A 2022 Gallup poll found that Americans read less than at any time since the poll began in 1990. Even back in those glory days, the National Endowment for the Arts found that a million Americans have dropped out of reading literature every year. The decline was consistent across all age, sex and ethnic demographics.

The 2021 Australian National Reading Survey found that 25 per cent of Australian adults have never read a book, up from 8 per cent in a similar survey four years earlier.

There’s also a change in the kind of books being read. Booksellers report that “difficult” and “literary” books are on the nose and there is a trend toward “easier” reads. Thank fuck for Harry Potter.

Authors are earning incomes that make the minimum wage look like a dream, according to a recent Macquarie University study. That’s why failed writers end up teaching creative writing. Talk about circles of regression and diminishing returns.

I could rant here in a 2000 word treatise that Marshall McLuhan predicted all this 50 years ago, but I’m too busy looking at the online weather, Fox News and the Ms Universe Pageant, while I’m writing.

During the past year, the new federal government has responded to an appeal from writers and readers to support literature.
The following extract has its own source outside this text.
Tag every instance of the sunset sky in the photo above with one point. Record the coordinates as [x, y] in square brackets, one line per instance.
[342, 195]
But as the Miles Franklin-winning author Amanda Lohrey said, more good writing means little if nobody wants to read.

Little wonder then when real estate agents advise you how to prepare your home for sale, the first thing they say is to get rid of all those books. They’re a turn off.

The good news is more women are writing for other women. More authors are people of colour and gays. The ‘literary novel’ will stagger on for another 20 or so years, until is becomes a conversation piece, an antique, an irrelevance.